CUTTY Sark, the Clyde-built clipper renowned as the world's fastest sailing ship, is rotting away and may have to be sold abroad.
In the heyday of the wool trade, the clipper, owned by John ''Jock'' Willis, regularly recorded the fastest timefrom Australia to Britain.
However, the ship, launched from Scott and Linton's shipyard at Dumbarton in 1869, has now been just four years before rot and rust becomes so bad that the ship disintegrates.
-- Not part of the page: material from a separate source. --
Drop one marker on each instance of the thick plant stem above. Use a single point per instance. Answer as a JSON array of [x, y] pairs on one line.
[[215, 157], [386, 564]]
She has been in a concrete dry dock in Greenwich, on Thames, for the past 50 years.
Richard Doughty, chief executive of the Cutty Sark Trust, said: ''We need to raise a minimum of (pounds) 8m for the preservation work or we will have to put her up for sale - probably to a foreigner.
''The ship is virtually unique. She is part of a World Heritage site and classed as Grade I listed . It would be a shame to lose her, but if we can't raise the money, we may have to sell her and see her taken abroad.''
The ship was launched to make the run to China for the tea trade, but switched to fetching wool from Australia.
She was sold in 1895 to a Portuguese company when the wool trade was no longer lucrative.
Acquired by an English sailing fanatic in the 1920s, she was bequeathed to the nation in 1938.
Originally designed to last just 30 years, Cutty Sark is a rare construction with a wrought iron frame clad in timber.
But an explosive combination of salt encroachment during her years at sea and a badly fitted top deck during a refit in the 1950s has resulted in a rust attack that is literally blowing the ship apart.